Отец отрицательно покачал головой.
— Как тебе, наверное, уже известно, были у нас моя сестра, тётя София с тётей Олей Альбинской, проведать меня. Когда я им, особенно моей сестре, откровенно говорил о состоянии своего здоровья и, как старшую и единственную мою родню, просил позаботиться о нашей матери, особенно об Оксане после моей смерти, они, чтобы меня успокоить, предложили готовое решение, и я был вынужден согласиться. Мать об этом ещё ничего не знает. Тётя София заберёт маму к себе, даст ей и Оксане жильё, а вы оба будете ей по возможности материально помогать. Этот домик, как вам известно, её собственность, доход с него принадлежит ей, и только она имеет право обременять его ипотекой или продать. Я знаю, что вы все, мои дети, любите и уважаете мать, потому что она вам больше сердца давала, чем я…
Он опустил голову и полежал немного с закрытыми глазами. Юлиан, склонив голову, прикрыл рукой глаза, чтобы отец не заметил, как в них собрались слёзы. Он никак не мог смириться с мыслью, что это воплощение энергии и железной воли может перестать существовать.
— Юлиан!
Юлиан очнулся и повернул лицо к отцу.
— Теперь к тебе. Значит, ты записался на классическую филологию[104]?
— Ещё нет, папа.
— Но поступишь на тот факультет?
— Уже нет, папа.
Отец поднял голову.
— Может, снова уезжаешь?
— Уеду.
В глазах отца заблестел огонёк, и что-то вроде улыбки коснулось его уст:
— Опять с Эдвардом? Он тобой руководит. Но что это я говорю? Меня уже нет. Поступай, как знаешь. Я думал, что хоть до моего конца ты останешься в этих стенах, где мы жили традиционной, патриархальной жизнью, чтобы мама, когда меня будут опускать в землю, не была одна. А тебя, как журавля, всё снова манит куда-то в тёплые края.
— Я не с Эдвардом уезжаю, папа. Я изменил своё решение: поступаю на богословие. Туда стелется мне дорога. Именно, как вы сказали, традиционная и патриархальная.
— Подними меня, сын, и повтори ещё раз.
— Я поступлю в семинарию, на богословие во Львове.
— Ты меня обманываешь?
— Я вас люблю, папа, и говорю святую правду.
— Но почему? — и больной снова попытался приподняться. — На богословие? По какой причине? Скажи, чтобы я не умер, не узнав, почему ты, никогда не чувствуя в себе призвания к… — и осёкся.

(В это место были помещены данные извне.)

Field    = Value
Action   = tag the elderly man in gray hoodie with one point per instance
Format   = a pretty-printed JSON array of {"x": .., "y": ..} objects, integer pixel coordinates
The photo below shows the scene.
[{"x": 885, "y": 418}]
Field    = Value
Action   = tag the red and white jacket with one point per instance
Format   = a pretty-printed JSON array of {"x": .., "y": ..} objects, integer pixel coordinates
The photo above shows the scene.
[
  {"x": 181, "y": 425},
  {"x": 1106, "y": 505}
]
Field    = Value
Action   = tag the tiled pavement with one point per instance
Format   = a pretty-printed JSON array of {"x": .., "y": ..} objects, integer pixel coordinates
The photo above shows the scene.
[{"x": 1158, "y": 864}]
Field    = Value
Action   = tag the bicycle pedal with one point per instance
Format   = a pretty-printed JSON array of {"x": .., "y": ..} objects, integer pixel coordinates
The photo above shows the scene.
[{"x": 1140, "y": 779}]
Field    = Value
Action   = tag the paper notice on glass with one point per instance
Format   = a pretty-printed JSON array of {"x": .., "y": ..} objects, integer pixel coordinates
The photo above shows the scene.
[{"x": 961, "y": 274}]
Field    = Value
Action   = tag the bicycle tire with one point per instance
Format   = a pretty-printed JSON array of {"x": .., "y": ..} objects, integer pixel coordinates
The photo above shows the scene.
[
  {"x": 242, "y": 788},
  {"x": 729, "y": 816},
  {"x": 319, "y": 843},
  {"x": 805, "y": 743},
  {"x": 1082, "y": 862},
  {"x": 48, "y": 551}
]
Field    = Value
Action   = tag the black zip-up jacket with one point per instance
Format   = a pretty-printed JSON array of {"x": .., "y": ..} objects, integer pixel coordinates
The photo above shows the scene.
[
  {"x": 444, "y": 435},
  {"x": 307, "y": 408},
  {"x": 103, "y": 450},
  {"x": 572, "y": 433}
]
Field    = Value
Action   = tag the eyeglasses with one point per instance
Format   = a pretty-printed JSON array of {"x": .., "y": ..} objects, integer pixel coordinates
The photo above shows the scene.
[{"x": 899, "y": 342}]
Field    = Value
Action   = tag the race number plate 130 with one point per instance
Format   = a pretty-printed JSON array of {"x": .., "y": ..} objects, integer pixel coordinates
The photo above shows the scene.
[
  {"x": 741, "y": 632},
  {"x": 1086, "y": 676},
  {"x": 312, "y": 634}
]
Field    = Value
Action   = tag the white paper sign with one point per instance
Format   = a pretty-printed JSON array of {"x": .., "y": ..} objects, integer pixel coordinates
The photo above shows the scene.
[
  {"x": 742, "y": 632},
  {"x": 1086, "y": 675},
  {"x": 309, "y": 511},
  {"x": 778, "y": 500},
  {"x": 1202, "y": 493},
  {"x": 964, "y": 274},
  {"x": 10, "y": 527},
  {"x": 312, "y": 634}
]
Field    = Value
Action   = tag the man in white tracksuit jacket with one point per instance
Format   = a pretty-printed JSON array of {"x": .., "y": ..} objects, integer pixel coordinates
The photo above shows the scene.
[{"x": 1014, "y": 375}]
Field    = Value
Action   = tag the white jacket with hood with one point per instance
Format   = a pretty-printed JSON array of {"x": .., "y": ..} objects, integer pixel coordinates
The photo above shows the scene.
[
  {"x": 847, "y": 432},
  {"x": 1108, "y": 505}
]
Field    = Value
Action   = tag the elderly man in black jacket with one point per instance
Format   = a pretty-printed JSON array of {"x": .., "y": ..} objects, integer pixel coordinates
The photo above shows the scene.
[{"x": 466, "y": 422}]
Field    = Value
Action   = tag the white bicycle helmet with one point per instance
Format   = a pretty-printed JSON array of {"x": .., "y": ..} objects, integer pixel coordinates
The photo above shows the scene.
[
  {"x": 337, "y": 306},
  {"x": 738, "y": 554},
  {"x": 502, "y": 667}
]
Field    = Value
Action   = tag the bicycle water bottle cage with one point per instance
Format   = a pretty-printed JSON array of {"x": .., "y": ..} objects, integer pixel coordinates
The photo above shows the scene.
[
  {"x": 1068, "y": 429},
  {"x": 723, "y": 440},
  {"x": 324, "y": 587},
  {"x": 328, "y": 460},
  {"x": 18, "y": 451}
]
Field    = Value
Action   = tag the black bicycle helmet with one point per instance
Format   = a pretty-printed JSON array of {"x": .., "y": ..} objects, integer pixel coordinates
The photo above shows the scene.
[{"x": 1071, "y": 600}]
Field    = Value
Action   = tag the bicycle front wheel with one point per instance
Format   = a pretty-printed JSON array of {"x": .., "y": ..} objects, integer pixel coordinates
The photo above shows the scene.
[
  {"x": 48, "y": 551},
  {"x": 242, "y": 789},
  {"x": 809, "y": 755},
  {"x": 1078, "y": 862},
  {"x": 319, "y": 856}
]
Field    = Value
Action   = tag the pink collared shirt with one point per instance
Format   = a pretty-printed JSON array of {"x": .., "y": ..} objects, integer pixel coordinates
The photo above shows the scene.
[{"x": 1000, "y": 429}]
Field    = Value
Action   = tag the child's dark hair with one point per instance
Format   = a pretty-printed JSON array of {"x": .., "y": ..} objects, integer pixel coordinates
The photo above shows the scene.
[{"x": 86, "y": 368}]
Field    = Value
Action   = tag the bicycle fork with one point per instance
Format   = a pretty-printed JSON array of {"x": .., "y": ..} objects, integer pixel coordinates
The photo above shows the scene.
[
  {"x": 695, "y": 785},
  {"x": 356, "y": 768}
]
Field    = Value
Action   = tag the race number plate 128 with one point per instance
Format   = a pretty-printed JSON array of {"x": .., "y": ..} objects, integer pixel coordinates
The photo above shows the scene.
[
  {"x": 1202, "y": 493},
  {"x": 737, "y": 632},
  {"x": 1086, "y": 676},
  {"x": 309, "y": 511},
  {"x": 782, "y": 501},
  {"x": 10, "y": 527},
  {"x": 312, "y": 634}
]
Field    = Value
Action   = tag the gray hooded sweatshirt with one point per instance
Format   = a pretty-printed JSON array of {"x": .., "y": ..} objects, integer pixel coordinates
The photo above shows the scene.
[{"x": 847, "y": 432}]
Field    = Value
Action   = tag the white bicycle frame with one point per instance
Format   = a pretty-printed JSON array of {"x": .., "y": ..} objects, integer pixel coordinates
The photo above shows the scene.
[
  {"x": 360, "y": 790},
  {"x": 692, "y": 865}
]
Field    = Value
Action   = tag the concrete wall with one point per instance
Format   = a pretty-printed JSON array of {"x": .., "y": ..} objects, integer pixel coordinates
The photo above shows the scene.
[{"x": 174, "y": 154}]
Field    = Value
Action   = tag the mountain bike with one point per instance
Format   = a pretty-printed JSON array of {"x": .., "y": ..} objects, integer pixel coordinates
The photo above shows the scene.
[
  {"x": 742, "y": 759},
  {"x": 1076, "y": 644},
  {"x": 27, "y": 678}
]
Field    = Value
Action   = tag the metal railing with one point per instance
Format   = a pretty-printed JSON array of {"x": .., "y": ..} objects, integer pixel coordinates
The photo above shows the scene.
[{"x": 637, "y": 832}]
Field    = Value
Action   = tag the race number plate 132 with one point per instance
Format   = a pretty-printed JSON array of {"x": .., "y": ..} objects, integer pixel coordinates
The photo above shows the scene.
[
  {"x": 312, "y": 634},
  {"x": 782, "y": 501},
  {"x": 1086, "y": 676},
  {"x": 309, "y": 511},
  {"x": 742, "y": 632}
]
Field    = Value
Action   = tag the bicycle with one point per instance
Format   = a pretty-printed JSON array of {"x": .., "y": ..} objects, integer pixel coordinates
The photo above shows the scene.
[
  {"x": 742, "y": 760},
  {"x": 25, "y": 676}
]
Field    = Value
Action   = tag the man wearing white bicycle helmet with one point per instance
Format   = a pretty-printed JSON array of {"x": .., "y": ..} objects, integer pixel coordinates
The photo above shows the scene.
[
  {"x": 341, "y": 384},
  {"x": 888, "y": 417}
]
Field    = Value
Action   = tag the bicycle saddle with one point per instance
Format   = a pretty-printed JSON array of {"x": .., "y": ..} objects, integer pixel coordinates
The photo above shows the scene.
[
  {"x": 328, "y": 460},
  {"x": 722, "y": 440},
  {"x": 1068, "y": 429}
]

— Я поступаю на богословие без фальши в душе, чтобы мог с чистой совестью людям в глаза смотреть. В душе я найду покой и равновесие лишь тогда, когда возьму этот тяжёлый крест на себя. Я не хочу перед самим собой гореть от стыда, что не искупил свои юношеские проступки, особенно один. Я хочу в самом себе победить то, что для меня так важно, чтобы заслужить право называть себя честным. Я еду, папа, как покутник на богословие. Это моя тайна. Но не перед вами…
— Подвинь меня выше, сын.
— Вы удивляетесь этому. Когда я вернулся из поездки, я так не говорил, я был юноша. Но я пережил одно событие и стал зрячим, словно сразу возмужал.
— Я тебя не понимаю…
Юлиан прижал своё лицо к исхудавшим рукам отца и говорил:
— Я в своё время спас у самого честнейшего, самого идеального из душепастырей дочь от опасности, а может, и его самого. С тех пор он называл меня спасителем этой девочки и стал моим отеческим другом. Но эту единственную дочь без его позволения, без всякого права я увлёк за собой…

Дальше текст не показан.